I'm trying to use a list as arguments, using the :

>>> l = [1,2,3]
>>> print( *l )

I got an error :

File "<stdin>", line 1
t*
 ^
SyntaxError: invalid syntax

I'm using python 2.7 :

>>> import sys
>>> print sys.version
2.7.3 (default, Jan  2 2013, 13:56:14)
[GCC 4.7.2]

What am I missing ? Thank you ! :)

By default, print isn't a function in Python 2.7. To use the function instead of the statement in a given module, use a future statement:

from __future__ import print_function

This needs to go at the top of your file, before any code that isn't a future statement (or the module docstring), because the compiler needs to see future statements first to compile the rest of the module differently based on the future statement.
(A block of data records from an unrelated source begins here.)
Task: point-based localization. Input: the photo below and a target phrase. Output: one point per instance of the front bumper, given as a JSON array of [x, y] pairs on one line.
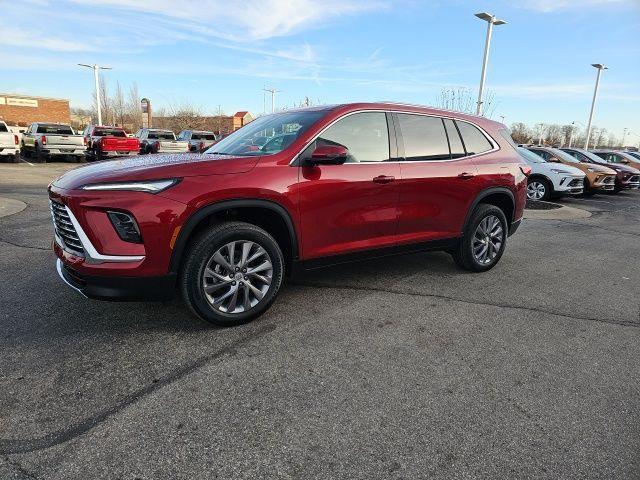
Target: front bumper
[[63, 151], [118, 288]]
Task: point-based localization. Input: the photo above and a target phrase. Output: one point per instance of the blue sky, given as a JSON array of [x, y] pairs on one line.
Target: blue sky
[[212, 52]]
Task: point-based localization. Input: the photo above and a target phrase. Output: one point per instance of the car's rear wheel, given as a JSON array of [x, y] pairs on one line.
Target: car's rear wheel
[[539, 189], [484, 239], [232, 273]]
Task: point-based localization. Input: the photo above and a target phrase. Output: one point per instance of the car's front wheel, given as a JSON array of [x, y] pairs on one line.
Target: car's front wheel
[[484, 239], [232, 273], [539, 189]]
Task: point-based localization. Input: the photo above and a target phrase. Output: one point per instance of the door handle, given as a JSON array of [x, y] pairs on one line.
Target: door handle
[[466, 175], [384, 179]]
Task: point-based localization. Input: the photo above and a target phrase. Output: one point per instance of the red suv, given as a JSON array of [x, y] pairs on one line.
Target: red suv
[[296, 189]]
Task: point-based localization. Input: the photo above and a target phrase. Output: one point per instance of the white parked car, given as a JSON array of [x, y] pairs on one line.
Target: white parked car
[[550, 180], [9, 144]]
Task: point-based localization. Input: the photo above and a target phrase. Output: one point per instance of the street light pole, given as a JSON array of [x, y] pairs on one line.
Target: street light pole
[[491, 21], [96, 78], [600, 67]]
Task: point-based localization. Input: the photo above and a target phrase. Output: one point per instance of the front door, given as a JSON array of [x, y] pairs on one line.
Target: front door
[[353, 206]]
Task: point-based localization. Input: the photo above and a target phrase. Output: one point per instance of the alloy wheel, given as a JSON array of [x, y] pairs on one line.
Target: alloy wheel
[[536, 190], [237, 276], [487, 239]]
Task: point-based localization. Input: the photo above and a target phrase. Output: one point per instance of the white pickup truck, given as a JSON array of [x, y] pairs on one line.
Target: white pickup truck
[[154, 140], [9, 144], [44, 141]]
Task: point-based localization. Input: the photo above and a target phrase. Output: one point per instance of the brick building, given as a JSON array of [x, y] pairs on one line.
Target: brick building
[[21, 110]]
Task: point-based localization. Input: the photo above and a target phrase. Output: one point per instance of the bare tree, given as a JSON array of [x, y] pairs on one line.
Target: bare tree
[[521, 133], [461, 99]]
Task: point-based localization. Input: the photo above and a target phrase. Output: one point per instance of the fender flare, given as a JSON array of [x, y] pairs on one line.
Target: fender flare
[[484, 194], [211, 209]]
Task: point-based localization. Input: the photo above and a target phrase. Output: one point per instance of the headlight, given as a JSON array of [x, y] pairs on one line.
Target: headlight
[[149, 186]]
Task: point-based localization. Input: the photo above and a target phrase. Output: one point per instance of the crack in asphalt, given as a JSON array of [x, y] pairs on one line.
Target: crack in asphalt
[[48, 249], [63, 435], [623, 323]]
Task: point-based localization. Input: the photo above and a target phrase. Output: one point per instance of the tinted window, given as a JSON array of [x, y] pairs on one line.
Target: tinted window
[[455, 143], [364, 134], [474, 139], [55, 129], [424, 137], [154, 135]]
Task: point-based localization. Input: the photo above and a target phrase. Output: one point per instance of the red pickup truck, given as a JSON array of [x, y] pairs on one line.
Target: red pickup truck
[[103, 142]]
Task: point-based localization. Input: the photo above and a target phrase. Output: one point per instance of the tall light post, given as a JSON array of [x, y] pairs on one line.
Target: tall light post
[[600, 67], [273, 92], [491, 21], [96, 77]]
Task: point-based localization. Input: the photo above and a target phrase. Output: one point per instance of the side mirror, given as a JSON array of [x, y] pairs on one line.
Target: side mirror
[[328, 155]]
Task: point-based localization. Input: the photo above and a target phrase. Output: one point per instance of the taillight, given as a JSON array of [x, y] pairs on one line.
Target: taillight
[[526, 170]]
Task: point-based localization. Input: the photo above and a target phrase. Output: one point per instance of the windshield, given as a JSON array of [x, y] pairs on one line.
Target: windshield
[[161, 136], [267, 135], [203, 136], [109, 132], [55, 129], [529, 156], [563, 155]]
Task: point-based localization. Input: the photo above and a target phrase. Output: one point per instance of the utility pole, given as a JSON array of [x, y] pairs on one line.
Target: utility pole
[[95, 69], [273, 92], [491, 21], [600, 67]]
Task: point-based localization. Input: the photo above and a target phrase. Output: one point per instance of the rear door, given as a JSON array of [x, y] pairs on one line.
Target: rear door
[[353, 206], [439, 181]]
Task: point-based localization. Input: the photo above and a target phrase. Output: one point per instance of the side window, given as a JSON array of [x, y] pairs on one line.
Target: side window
[[455, 143], [474, 140], [424, 137], [365, 135], [542, 153]]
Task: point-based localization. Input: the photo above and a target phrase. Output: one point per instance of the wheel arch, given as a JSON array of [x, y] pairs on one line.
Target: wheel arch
[[500, 197], [267, 214]]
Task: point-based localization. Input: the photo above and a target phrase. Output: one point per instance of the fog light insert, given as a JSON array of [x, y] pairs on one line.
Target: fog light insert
[[125, 226]]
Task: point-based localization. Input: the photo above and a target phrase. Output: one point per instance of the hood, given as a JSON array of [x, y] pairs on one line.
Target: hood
[[155, 167], [622, 168], [548, 166]]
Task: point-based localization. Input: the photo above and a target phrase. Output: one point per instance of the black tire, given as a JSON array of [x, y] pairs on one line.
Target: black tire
[[548, 188], [198, 254], [463, 254]]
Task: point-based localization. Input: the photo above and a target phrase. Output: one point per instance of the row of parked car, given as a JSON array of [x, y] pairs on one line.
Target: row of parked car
[[574, 171], [43, 142]]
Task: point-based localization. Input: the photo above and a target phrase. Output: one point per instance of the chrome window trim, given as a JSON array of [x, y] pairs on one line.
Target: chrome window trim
[[493, 143], [91, 254]]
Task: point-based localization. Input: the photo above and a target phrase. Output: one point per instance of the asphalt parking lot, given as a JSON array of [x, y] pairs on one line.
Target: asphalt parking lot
[[404, 367]]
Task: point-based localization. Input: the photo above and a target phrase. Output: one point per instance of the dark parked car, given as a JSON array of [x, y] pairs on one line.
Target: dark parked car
[[349, 181]]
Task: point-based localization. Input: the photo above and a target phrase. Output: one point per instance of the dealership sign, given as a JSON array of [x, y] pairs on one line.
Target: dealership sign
[[18, 102]]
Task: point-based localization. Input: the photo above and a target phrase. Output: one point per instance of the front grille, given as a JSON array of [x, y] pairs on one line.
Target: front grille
[[576, 182], [64, 228]]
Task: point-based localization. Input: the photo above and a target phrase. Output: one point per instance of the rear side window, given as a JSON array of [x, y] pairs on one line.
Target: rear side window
[[474, 140], [364, 134], [455, 143], [424, 137]]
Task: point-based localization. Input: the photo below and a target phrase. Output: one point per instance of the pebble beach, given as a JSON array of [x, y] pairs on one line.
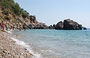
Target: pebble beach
[[9, 49]]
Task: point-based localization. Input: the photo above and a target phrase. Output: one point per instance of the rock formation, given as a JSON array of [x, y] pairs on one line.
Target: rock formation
[[67, 24]]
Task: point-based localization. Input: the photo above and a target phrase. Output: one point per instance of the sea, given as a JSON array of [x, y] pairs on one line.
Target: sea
[[46, 43]]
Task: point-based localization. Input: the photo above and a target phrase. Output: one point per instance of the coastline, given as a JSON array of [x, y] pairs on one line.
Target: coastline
[[9, 48]]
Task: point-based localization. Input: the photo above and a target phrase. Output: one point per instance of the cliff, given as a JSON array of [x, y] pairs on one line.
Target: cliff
[[14, 14]]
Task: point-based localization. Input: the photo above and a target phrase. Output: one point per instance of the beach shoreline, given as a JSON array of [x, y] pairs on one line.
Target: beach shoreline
[[9, 48]]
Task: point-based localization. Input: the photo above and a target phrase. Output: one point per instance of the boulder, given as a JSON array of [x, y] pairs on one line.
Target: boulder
[[71, 25], [59, 25]]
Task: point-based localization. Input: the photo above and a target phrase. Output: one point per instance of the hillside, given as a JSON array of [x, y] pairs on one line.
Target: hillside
[[14, 14]]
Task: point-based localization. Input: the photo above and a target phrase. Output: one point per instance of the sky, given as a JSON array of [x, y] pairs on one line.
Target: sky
[[52, 11]]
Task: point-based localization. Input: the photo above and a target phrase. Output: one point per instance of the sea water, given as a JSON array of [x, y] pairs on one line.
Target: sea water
[[57, 43]]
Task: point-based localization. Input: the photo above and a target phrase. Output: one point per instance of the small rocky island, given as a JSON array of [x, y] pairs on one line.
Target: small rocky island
[[67, 24]]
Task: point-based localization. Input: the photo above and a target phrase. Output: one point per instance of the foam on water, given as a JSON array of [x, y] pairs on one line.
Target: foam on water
[[25, 45]]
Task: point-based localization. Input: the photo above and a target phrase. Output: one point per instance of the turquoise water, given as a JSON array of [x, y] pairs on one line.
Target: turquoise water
[[57, 43]]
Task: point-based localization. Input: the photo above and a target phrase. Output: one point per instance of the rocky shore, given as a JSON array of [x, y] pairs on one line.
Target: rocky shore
[[8, 48]]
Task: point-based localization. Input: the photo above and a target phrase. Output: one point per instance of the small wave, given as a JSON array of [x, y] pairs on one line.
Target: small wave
[[23, 44]]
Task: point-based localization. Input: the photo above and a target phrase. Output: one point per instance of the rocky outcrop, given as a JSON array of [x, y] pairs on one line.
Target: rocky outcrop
[[71, 25], [59, 25], [67, 24]]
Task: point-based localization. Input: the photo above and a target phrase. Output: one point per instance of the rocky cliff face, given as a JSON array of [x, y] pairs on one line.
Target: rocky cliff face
[[67, 24]]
print is NOT a function in Python 2.7. It is a statement. So, you should do

print l           # [1, 2, 3]

If you want to use print as a function in Python 2.7, you should import print_function from __future__ , like this

from __future__ import print_function
l = [1,2,3]
print(l)          # [1, 2, 3]
print(*l)         # 1 2 3

如果要使用print作为函数,则必须使用__future__或将python升级到3+

Is this what you are searching for?

>>> l = [1, 2, 3]
>>> def x(*args):
...     print args[0]
...     print args
>>> x(*l)
1
(1, 2, 3)

If yes, take also a look at Arbitrary Argument Lists in the Python documenation.